“C’mon. Give us juice,” reads the homepage of juicycampus.com, a Web site that has been stirring up the campus ever since it expanded in January to include Princeton.

Founded by Duke graduate Matt Ivester in August 2007, the site provides forums for anonymous, uncensored gossip at more than 50 colleges. For those students whose names have come up, the results are usually mean-spirited, humiliating, and often false.

Princeton’s JuicyCampus Web site is viewed more than that of any other Ivy League school besides Cornell, with discussions centering around Greek affiliations, eating clubs, and sexual exploits. The most-discussed topics include “Bicker surprises” and “Sluttiest girl,” and homophobic and racist comments are particularly rife.

In mid-March, the New Jersey attorney general’s office subpoenaed Juicy Campus’ records, stating that while the site claims to ban offensive material, it does not allow the subjects of its gossip to contest what has been published about them, and is therefore in violation of the Consumer Fraud Act.

Some Princeton students called for a boycott of the site, while others posted passages from Dostoevsky, the Constitution, and War and Peace in an attempt to overwhelm the site’s servers.

“Please don’t assume that the comments here represent the thoughts of the majority of Princeton students,” wrote one unnamed student. “Many of us view this site as a form of entertainment in the early hours of the morning while we try to stay awake and study.”

The Web site spurred a free-speech debate on campus, with some students urging the administration to ban access to the site from campus computers.

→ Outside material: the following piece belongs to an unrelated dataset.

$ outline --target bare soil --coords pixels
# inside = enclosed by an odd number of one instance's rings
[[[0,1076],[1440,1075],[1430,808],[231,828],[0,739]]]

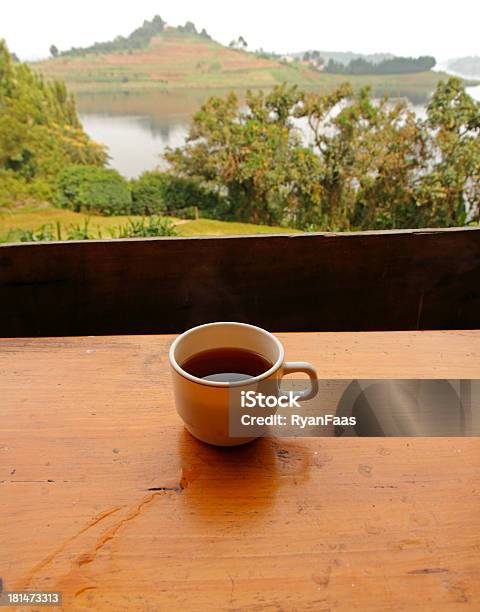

University spokeswoman Cass Cliatt ’96 and Thomas Dunne, associate dean of undergraduate students, said that in order to avoid a “slippery slope,” the University’s policy is not to prohibit access to Web sites based on content unless criminal enterprises or acts could be involved.

However, in a March 31 e-mail, Dunne announced that students and administrators had created a Web-based petition against anonymous attacks and “to rally the majority who do believe that these types of attacks are cowardly and have no place at our school.”

The online petition, www.ownwhatyouthink.com, said that posting malicious gossip on the Web, tearing down posters on campus because of the viewpoints expressed by the sponsoring organization, and writing derogatory messages in common areas were “particularly detrimental to respectful and open dialogue.” More than 650 people signed their names to the petition in less than a week.